ADVANTAGE OF THE INVENTION According to this invention, the hollow fiber membrane for blood processing which has the high solute permeation | permeability performance and antioxidant performance which can implement | achieve albumin leakage, and is excellent in biocompatibility by suppressing complications can be provided.
The hollow fiber membrane for blood treatment of the present invention has industrial applicability in blood purification treatment.

DESCRIPTION OF SYMBOLS 1 Blood processing hollow fiber membrane 1a 1st flow path 2 Cylindrical container 2a, 2b Port 3a, 3b Sealing resin 6a, 6b Nozzle 7a Header cap 8 Header inner space 10 Hollow fiber membrane type blood purifier 11 2nd Flow path Fa Flow direction of treatment liquid 1 (for example, dialysate) Fb Flow direction of treatment liquid 2 (for example, blood)

Claims (7)

A hollow fiber membrane for blood treatment comprising a hydrophobic resin, a hydrophilic resin and an oil and fat,
The ratio of the hydrophilic resin present on the inner surface of the hollow fiber membrane is 25% or more and 32% or less,
Containing 10 mg / m ² or more and 300 mg / m ² or less of oil and fat in terms of membrane area,
The urea clearance converted to 1.5 m ² is 100 mL / min or more and 185 mL / min or less,
A hollow fiber membrane for blood treatment having an albumin sieving coefficient of 0.001 or more and 0.008 or less.   The hollow fiber membrane for blood treatment according to claim 1, wherein the ratio of the hydrophilic resin present on the inner surface of the hollow fiber membrane is 25% or more and 30% or less.   The ratio (Ii / Io) of the amount of fat (Ii) present on the inner surface of the hollow fiber membrane to the amount of fat (Io) present on the outer surface of the hollow fiber membrane is 1.0 or more and 1.5 or less.

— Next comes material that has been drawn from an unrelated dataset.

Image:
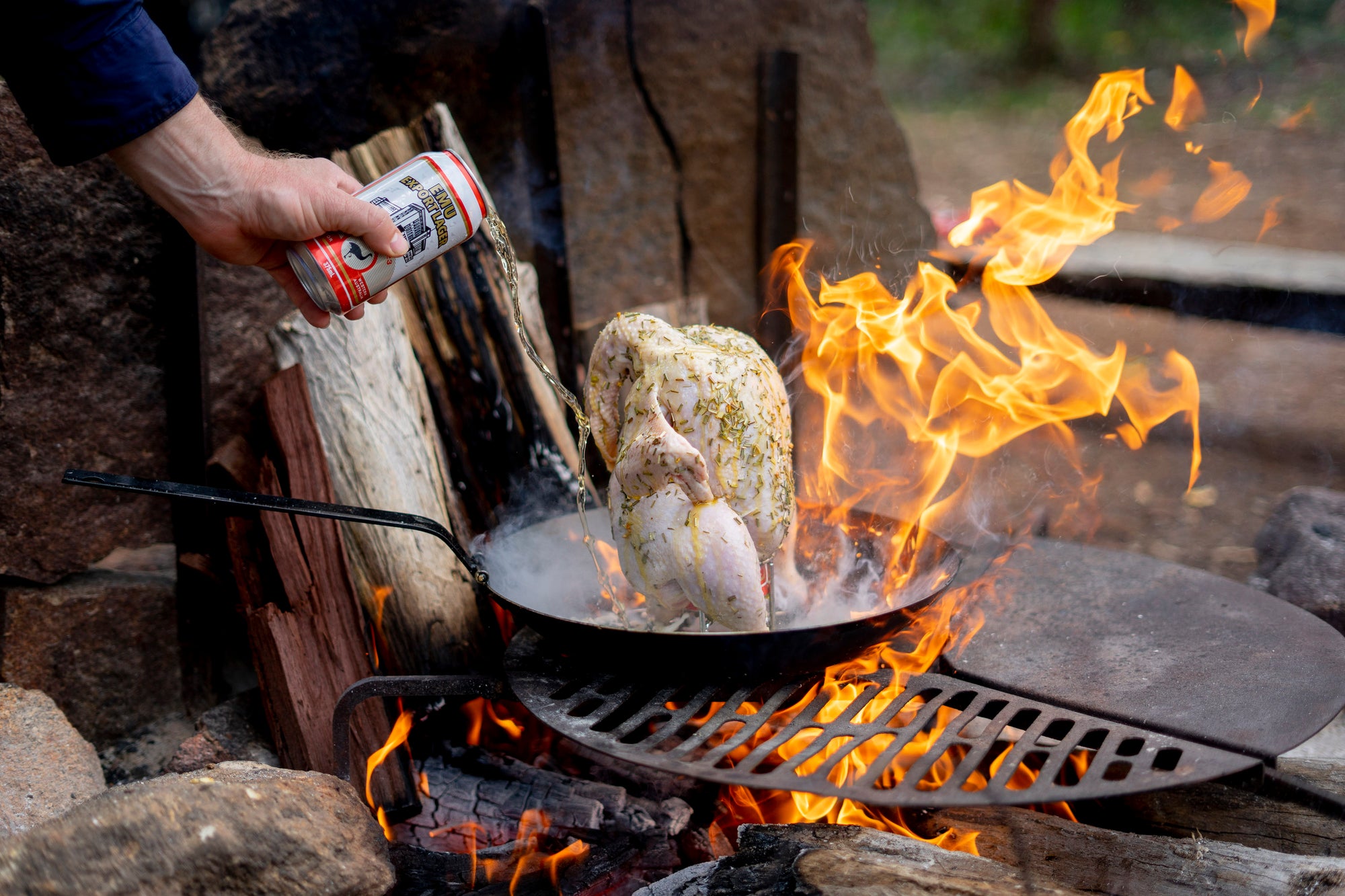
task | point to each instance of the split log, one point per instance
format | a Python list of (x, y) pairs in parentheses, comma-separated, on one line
[(1237, 815), (845, 860), (428, 405), (461, 810), (504, 428), (514, 869), (303, 619), (485, 795), (376, 421), (1054, 852), (623, 811)]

The hollow fiber membrane for blood processing according to claim 1 or 2.   The hollow fiber membrane for blood treatment according to any one of claims 1 to 3, wherein the hydrophobic resin is a polysulfone resin.   The hollow fiber membrane for blood treatment according to any one of claims 1 to 4, wherein the hydrophilic resin is polyvinylpyrrolidone.   The hollow fiber membrane for blood treatment according to any one of claims 1 to 5, wherein the fat is a fat-soluble antioxidant. The hollow fiber membrane for blood treatment according to any one of claims 1 to 6 , further comprising a ketone and / or alcohol having 2 to 3000 µg of carbon atoms of 4 or less per 1 g of the hollow fiber membrane.